Agape
We don’t really understand love anymore.
We understand attraction. Validation. Chemistry. Possession. Pleasure. Performance.
But love? Real love? The kind that changes people and carries suffering and remains when things become ugly? That kind of love is rare.
The ancient Greeks had multiple words for love because they understood what we flatten into one vague emotional concept.
Eros is passionate love. Sexual love. Desire.
Storge is familial love. The love between parent and child.
Philos is brotherhood. Friendship. Loyalty forged in shared life.
But Agape is different.
Agape is sacrificial love.
Agape says: I will carry pain so someone else can live.
That is why the love of Jesus still stands apart from every other vision of love humanity has ever produced.

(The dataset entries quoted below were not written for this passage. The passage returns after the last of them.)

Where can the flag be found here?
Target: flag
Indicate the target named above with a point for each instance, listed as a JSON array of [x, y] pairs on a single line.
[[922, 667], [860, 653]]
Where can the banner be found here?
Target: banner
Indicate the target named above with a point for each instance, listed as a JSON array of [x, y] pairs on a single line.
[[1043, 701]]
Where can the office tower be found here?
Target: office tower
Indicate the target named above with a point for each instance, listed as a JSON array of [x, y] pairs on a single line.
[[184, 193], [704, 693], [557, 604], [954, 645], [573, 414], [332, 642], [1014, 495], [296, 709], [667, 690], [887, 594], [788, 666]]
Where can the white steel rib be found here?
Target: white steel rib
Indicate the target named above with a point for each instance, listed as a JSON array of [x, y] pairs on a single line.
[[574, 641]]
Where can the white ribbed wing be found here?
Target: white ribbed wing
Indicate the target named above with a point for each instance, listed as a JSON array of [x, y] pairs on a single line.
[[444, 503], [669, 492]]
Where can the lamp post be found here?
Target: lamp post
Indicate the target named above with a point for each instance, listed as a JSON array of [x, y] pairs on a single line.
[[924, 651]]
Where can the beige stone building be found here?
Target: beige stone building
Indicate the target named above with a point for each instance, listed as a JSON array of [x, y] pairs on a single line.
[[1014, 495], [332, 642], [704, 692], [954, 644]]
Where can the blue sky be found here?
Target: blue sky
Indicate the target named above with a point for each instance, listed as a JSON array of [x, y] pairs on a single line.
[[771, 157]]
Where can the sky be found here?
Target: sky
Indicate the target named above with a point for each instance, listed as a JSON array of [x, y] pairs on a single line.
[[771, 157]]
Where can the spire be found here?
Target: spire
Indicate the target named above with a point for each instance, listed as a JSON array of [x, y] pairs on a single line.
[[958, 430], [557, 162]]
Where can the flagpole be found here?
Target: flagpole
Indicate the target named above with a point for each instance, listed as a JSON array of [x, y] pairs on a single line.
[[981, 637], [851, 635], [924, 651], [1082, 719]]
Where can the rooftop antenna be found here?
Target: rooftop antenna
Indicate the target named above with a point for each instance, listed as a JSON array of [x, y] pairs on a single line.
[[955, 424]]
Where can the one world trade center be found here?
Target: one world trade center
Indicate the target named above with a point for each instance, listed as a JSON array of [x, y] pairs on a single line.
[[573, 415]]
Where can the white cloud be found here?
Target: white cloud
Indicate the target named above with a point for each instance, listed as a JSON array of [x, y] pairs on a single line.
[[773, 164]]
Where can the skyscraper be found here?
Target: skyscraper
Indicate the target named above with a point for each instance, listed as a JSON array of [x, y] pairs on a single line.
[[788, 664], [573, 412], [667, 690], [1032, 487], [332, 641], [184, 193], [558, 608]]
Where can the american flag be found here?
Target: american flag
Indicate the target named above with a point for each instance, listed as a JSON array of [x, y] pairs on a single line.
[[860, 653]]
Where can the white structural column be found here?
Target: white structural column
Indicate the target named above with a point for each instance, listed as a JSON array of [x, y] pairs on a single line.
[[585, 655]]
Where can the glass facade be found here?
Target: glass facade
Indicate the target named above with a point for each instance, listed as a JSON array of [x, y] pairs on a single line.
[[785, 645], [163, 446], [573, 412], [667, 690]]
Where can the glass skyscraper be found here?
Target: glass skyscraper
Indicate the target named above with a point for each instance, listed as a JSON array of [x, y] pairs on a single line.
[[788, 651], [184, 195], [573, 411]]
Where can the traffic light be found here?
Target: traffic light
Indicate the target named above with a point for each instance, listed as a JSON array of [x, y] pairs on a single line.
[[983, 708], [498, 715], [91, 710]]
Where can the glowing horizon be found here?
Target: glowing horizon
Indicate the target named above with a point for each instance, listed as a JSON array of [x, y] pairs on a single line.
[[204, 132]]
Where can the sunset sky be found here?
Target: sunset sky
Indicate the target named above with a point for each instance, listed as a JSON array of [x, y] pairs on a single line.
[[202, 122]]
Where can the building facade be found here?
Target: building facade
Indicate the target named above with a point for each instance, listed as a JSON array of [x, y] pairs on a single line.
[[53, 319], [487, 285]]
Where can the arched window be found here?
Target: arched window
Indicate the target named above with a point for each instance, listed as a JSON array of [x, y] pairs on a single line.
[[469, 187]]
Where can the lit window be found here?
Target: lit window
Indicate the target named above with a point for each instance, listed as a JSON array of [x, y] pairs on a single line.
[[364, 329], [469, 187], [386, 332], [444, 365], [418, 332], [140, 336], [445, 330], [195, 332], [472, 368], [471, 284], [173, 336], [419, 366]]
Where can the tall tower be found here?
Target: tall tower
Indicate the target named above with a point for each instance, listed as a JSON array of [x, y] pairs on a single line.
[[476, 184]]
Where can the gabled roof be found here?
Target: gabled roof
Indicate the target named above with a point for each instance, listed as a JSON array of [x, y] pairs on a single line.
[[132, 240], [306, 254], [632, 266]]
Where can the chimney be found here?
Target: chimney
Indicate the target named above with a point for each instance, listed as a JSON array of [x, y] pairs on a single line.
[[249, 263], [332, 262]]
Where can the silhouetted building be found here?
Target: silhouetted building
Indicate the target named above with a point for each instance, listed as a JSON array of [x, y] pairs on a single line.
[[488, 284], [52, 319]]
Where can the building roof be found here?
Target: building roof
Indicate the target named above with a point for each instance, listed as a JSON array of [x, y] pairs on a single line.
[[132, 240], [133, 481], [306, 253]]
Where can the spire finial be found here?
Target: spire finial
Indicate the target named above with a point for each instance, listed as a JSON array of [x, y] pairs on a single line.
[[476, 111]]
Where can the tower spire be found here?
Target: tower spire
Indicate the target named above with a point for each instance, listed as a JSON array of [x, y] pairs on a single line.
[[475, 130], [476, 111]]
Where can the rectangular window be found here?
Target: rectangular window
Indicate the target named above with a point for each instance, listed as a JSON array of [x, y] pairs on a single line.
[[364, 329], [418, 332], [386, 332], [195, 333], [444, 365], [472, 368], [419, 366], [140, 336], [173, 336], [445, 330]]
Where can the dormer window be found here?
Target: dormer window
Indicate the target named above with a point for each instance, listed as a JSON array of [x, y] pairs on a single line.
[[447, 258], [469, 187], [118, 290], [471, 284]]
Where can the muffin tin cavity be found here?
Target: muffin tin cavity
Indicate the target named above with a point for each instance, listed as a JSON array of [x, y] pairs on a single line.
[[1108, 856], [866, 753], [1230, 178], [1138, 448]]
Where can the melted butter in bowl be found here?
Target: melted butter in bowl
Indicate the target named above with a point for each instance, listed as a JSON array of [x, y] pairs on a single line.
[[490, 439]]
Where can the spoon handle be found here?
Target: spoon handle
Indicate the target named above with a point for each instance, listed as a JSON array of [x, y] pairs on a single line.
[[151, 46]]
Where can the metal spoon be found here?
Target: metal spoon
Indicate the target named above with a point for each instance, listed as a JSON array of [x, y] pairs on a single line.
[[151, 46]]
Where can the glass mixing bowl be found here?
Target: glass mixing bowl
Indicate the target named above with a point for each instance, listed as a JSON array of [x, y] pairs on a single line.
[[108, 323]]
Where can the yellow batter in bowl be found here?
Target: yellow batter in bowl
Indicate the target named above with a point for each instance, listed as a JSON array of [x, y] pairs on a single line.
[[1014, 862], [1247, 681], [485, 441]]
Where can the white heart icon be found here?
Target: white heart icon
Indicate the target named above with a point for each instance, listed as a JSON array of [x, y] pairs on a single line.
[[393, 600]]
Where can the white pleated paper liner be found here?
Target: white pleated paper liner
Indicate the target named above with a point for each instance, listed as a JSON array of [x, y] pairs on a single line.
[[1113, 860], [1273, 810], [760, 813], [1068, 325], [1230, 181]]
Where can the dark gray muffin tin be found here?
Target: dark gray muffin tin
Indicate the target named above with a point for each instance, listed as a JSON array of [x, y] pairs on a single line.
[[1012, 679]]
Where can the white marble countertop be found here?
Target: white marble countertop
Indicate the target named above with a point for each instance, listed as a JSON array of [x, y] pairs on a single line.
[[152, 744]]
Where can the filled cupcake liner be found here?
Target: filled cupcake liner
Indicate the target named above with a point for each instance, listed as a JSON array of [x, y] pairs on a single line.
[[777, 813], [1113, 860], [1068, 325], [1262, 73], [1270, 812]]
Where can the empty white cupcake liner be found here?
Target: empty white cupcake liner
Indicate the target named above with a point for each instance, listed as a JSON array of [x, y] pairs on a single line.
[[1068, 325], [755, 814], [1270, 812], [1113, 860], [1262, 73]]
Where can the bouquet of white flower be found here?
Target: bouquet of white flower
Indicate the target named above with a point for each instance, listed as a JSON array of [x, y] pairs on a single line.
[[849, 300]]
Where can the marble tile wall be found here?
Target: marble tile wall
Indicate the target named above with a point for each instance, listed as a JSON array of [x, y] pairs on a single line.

Not because Christians always reflect it well. God knows we often do not.
But because Christ loved beyond instinct.
Beyond romance.
Beyond tribal loyalty.
Beyond self-interest.
Jesus washed the feet of friends who would abandon him days later. He forgave people while they mocked him. He stood beside the rejected, touched the untouchable, defended the humiliated, and chose the cross knowing full well what it would cost him.
That is not sentimental love.
That is costly love.
Real love always costs something.
A mother staying awake beside a sick child.
A friend refusing to walk away during addiction or collapse.
A father sacrificing comfort to protect his children.
A person telling the truth when lies would preserve reputation.
The cross is not merely a religious symbol. It is the ultimate confrontation with selfishness.
Most of us want love that makes us feel good.
Jesus revealed love willing to bleed for someone else.
That is Agape.
And I suspect it is the only thing powerful enough to save us from ourselves.